Chipotle Honey Chicken Thighs (Printable)

Smoky-sweet chipotle-honey glaze over baked chicken thighs, topped with melted smoked Gouda and fresh cilantro.

# What You Need:

→ Meats

01 - 8 bone-in, skin-on chicken thighs

→ Marinade & Sauce

02 - 2 tablespoons chipotle peppers in adobo sauce, finely chopped
03 - 3 tablespoons honey
04 - 2 tablespoons olive oil
05 - 2 tablespoons apple cider vinegar
06 - 2 garlic cloves, minced
07 - 1 teaspoon smoked paprika
08 - 1 teaspoon kosher salt
09 - 1/2 teaspoon ground black pepper

→ Cheese

10 - 4 oz smoked Gouda cheese, shredded

→ Garnish

11 - 2 tablespoons chopped fresh cilantro
12 - Lime wedges

# How To Make It:

01 - Preheat oven to 400°F. Line a baking sheet with parchment paper or aluminum foil.
02 - In a medium bowl, whisk together the chipotle peppers in adobo, honey, olive oil, apple cider vinegar, minced garlic, smoked paprika, kosher salt, and black pepper until smooth and well combined.
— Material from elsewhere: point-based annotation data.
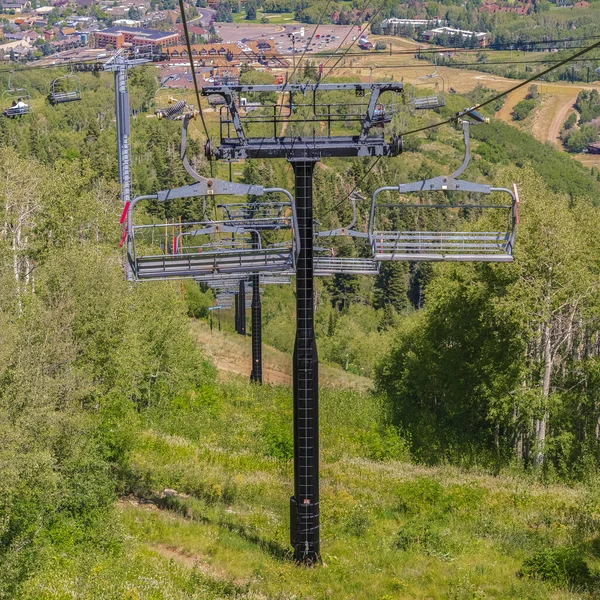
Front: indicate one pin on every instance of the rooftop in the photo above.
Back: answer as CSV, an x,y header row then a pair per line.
x,y
150,34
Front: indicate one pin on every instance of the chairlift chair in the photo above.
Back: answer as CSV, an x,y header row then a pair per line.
x,y
204,248
171,104
66,88
470,245
15,102
327,264
421,97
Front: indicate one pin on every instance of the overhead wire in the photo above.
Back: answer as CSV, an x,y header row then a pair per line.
x,y
356,23
186,34
354,40
465,112
517,47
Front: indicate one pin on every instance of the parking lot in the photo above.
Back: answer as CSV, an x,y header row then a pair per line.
x,y
327,37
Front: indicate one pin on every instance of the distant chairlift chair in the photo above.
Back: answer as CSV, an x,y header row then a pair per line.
x,y
166,106
206,247
65,89
473,245
15,102
327,264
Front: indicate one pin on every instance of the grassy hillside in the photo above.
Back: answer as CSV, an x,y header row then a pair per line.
x,y
129,470
207,514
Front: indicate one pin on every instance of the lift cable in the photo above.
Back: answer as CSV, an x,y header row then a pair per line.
x,y
337,62
321,17
420,51
463,64
508,91
354,189
357,23
463,113
193,68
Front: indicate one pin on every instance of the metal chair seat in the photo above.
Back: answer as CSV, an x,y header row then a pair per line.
x,y
197,264
14,111
428,102
488,246
325,266
61,97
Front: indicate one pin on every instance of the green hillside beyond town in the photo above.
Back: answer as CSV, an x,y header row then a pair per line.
x,y
459,401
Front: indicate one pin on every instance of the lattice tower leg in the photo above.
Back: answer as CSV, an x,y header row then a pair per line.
x,y
242,308
256,374
304,505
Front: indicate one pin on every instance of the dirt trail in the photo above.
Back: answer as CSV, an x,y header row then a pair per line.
x,y
232,353
560,116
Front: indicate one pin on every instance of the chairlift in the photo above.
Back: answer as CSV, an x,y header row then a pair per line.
x,y
467,245
326,263
204,248
421,97
167,106
66,88
15,102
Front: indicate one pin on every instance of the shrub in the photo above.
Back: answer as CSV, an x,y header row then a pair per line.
x,y
279,441
523,109
578,139
570,122
559,566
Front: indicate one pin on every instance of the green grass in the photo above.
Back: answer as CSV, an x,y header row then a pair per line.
x,y
274,18
390,529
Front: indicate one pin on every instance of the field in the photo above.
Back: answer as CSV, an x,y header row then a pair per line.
x,y
209,515
233,354
556,102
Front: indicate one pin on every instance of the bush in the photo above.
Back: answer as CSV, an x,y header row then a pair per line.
x,y
197,301
578,139
570,122
560,566
522,109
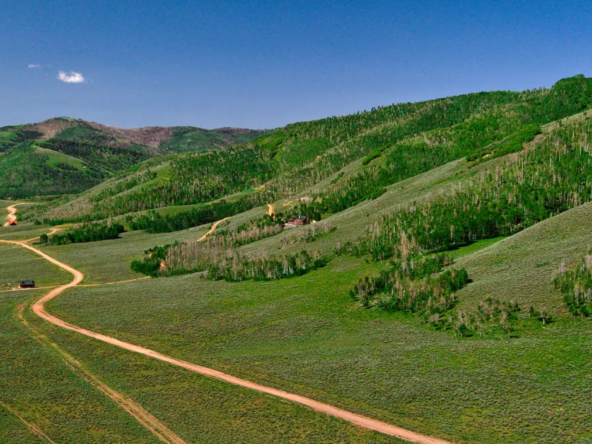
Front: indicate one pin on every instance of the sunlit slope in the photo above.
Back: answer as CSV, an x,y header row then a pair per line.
x,y
522,267
404,139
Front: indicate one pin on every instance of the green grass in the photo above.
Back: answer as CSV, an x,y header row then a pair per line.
x,y
23,264
43,390
36,384
55,157
305,335
474,247
522,267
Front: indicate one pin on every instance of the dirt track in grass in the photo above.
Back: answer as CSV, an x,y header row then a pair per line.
x,y
358,420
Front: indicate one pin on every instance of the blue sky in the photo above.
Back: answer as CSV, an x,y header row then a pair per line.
x,y
263,64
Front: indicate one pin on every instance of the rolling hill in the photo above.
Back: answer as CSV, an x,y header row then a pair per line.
x,y
441,282
65,156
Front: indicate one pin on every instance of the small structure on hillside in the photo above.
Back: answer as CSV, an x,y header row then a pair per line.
x,y
27,283
296,221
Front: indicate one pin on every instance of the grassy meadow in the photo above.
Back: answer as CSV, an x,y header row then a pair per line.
x,y
392,186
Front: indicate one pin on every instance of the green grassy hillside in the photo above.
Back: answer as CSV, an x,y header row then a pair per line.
x,y
71,155
425,294
401,141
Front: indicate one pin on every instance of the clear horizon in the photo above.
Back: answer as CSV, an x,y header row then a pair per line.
x,y
266,64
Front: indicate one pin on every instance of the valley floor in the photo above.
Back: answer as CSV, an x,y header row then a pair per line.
x,y
301,335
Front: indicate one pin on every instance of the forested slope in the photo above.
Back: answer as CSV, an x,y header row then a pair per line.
x,y
408,138
65,156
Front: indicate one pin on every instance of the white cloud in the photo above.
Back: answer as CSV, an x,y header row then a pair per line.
x,y
72,77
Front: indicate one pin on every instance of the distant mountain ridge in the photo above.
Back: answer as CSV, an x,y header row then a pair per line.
x,y
65,155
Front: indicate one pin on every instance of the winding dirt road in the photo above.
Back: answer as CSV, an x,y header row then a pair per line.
x,y
11,214
359,420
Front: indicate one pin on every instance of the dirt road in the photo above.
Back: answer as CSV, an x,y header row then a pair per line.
x,y
359,420
11,214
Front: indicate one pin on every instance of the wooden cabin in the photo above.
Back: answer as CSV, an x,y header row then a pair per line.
x,y
27,283
296,221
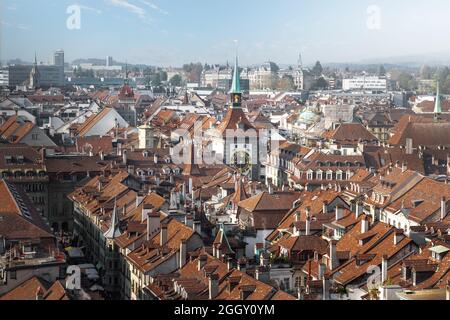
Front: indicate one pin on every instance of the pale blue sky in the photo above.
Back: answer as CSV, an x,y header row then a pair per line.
x,y
172,32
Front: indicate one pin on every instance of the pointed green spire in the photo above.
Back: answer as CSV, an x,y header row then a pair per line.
x,y
437,106
236,86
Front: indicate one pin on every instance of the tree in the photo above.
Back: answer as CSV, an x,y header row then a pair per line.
x,y
193,71
286,83
382,71
317,70
163,75
155,79
405,80
320,84
425,73
176,80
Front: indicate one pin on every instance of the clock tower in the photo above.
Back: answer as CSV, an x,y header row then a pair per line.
x,y
239,140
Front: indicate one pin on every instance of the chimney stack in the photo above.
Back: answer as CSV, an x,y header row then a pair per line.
x,y
308,224
163,235
202,259
339,212
213,286
447,291
321,271
325,207
124,157
404,166
153,223
183,253
326,288
443,208
334,262
358,209
398,236
384,268
364,225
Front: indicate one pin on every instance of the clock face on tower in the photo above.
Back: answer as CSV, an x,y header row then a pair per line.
x,y
236,98
241,160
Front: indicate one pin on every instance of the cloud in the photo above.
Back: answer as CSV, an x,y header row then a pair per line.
x,y
154,6
140,12
15,26
91,9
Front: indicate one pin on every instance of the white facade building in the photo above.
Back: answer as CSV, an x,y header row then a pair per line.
x,y
365,83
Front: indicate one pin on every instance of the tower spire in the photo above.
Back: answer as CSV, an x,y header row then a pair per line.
x,y
235,92
437,105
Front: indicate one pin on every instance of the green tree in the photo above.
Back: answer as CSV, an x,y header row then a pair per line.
x,y
155,79
176,80
286,83
318,69
320,84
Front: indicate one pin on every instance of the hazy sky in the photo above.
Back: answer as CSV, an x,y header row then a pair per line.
x,y
172,32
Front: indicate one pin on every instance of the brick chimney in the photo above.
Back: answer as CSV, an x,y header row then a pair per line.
x,y
398,236
213,286
308,224
163,235
443,208
325,207
326,288
339,212
124,157
183,252
334,262
447,291
321,271
202,259
384,269
365,225
153,223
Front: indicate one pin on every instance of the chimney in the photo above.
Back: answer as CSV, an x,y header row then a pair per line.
x,y
297,216
213,286
163,235
325,207
139,199
334,262
124,157
339,212
183,252
364,225
404,166
230,264
197,227
358,209
409,146
384,268
202,259
153,223
321,271
270,186
242,265
262,274
326,288
39,294
447,291
398,236
308,224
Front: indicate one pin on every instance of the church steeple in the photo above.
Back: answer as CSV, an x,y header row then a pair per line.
x,y
437,105
236,94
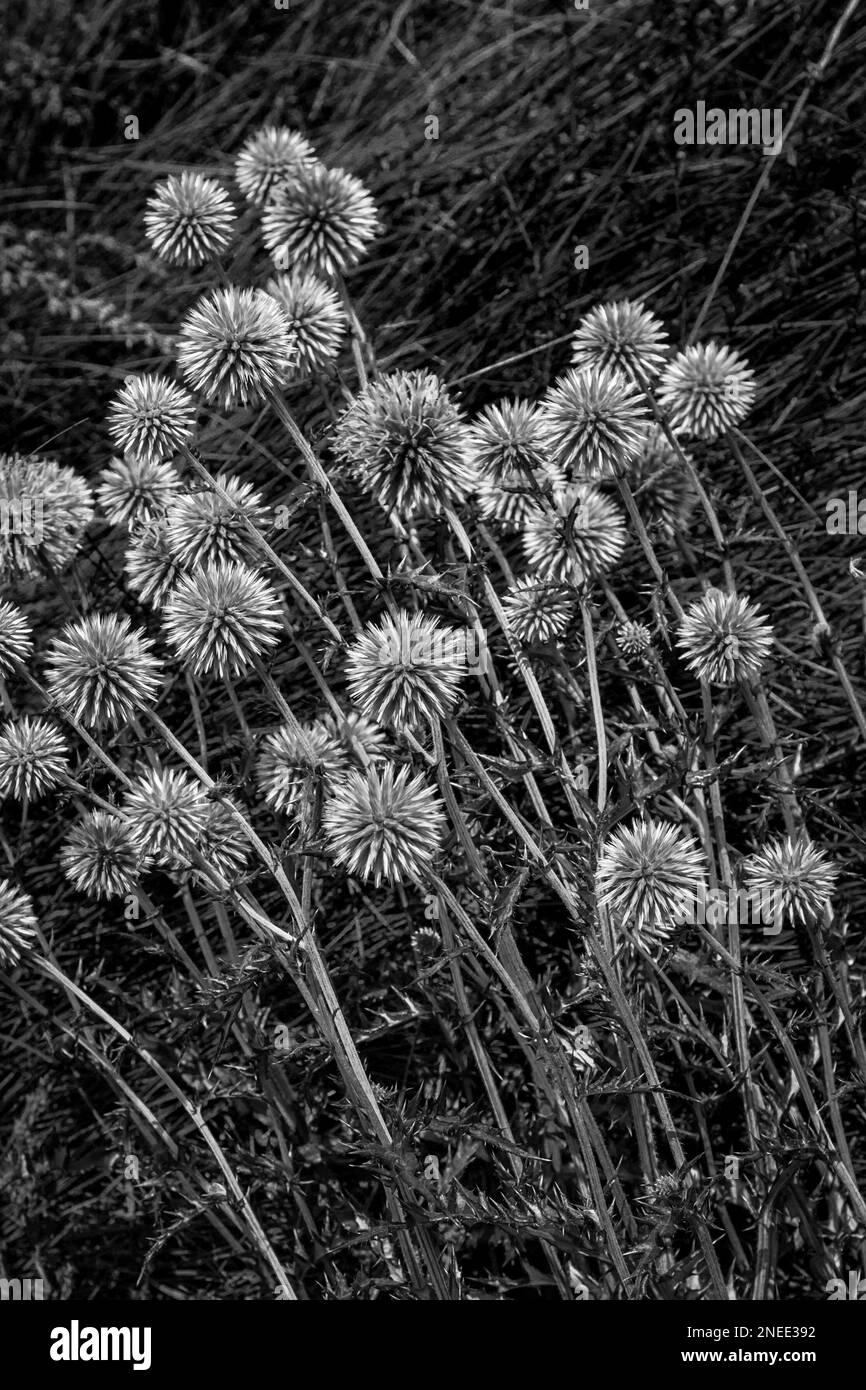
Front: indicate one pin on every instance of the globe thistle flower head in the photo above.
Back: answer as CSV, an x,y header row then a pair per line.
x,y
724,638
360,738
320,220
235,346
662,487
384,824
537,610
623,335
648,875
594,423
15,637
189,218
295,763
45,509
32,758
583,534
407,444
221,617
167,816
102,672
136,489
150,419
205,527
100,856
268,159
407,670
152,569
794,880
706,389
17,923
316,316
634,638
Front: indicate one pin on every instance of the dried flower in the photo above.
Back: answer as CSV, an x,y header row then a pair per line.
x,y
648,875
102,672
152,569
407,670
189,218
295,763
316,316
724,638
623,335
594,423
580,535
136,489
407,442
384,824
102,858
32,758
221,617
235,346
15,638
17,923
270,157
168,815
794,879
205,527
150,419
538,612
706,389
45,509
321,220
662,487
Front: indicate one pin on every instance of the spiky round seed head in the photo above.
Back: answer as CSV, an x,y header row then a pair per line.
x,y
235,346
136,489
152,419
662,487
295,763
508,439
648,875
384,824
594,423
580,535
102,670
316,316
167,813
32,758
270,157
152,569
634,638
623,335
794,879
320,220
189,218
17,923
220,617
45,509
15,637
407,444
706,389
537,610
407,670
724,638
205,527
357,736
102,858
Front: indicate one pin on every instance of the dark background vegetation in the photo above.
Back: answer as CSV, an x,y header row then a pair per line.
x,y
555,129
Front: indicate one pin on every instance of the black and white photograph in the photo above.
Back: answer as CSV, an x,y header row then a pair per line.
x,y
433,662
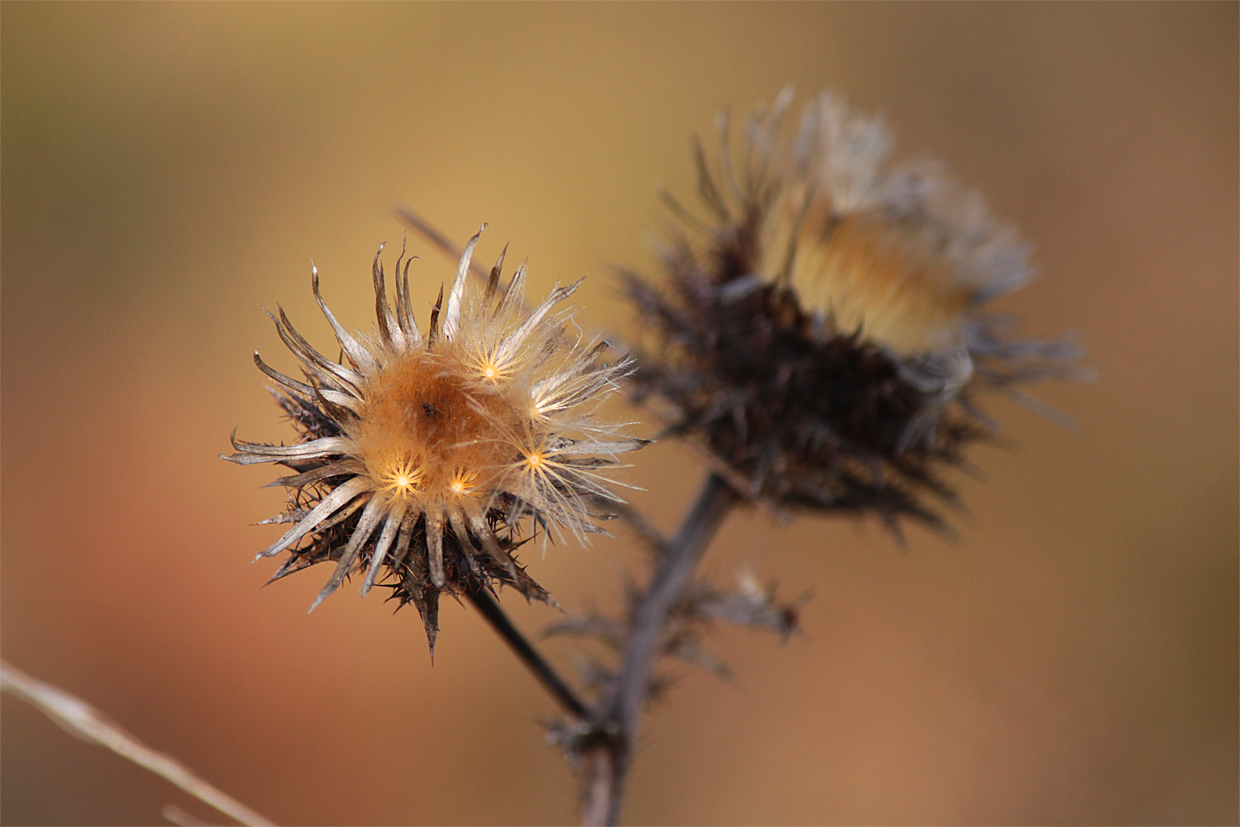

Set aside 2 tablespoons of the glaze for finishing later.
03 - Pat the chicken thighs thoroughly dry with paper towels and arrange them skin-side up on the prepared baking sheet.
04 - Brush the chipotle-honey glaze generously over each chicken thigh, ensuring full, even coverage on all surfaces.
05 - Bake for 30 minutes, or until the skin is golden brown and the internal temperature reaches 165°F at the thickest part.
06 - Remove the baking sheet from the oven. Brush the reserved glaze over each thigh, then distribute the shredded smoked Gouda evenly across the top of each piece.
07 - Return to the oven for 5 minutes, or until the Gouda is fully melted and bubbling.
08 - Transfer to a serving platter, garnish with fresh cilantro, and serve alongside lime wedges.

# Expert Tips:

01 -
  • The chipotle honey glaze walks that perfect line between sweet and fiery without overpowering the chicken.
  • Melted smoked Gouda turns each thigh into something that feels indulgent enough for a weekend dinner but easy enough for a weeknight.
  • Everything cooks on a single sheet pan, which means cleanup is almost embarrassingly simple.
02 -
  • Do not skip drying the chicken skin because even a thin layer of moisture will steam the skin instead of crisping it, and that is a sadness you can easily avoid.
  • The reserved marinade is your secret weapon since brushing it on again right before the cheese creates an extra sticky layer that the Gouda clings to as it melts.
03 -
  • If your chicken thighs vary a lot in size, tuck the smaller ones toward the edges of the pan and the larger ones in the center so everything finishes cooking at roughly the same time.
  • Running the finished chicken under the broiler for one minute after the cheese melts gives you those irresistible blistered, golden-brown spots that make people think you spent all day cooking.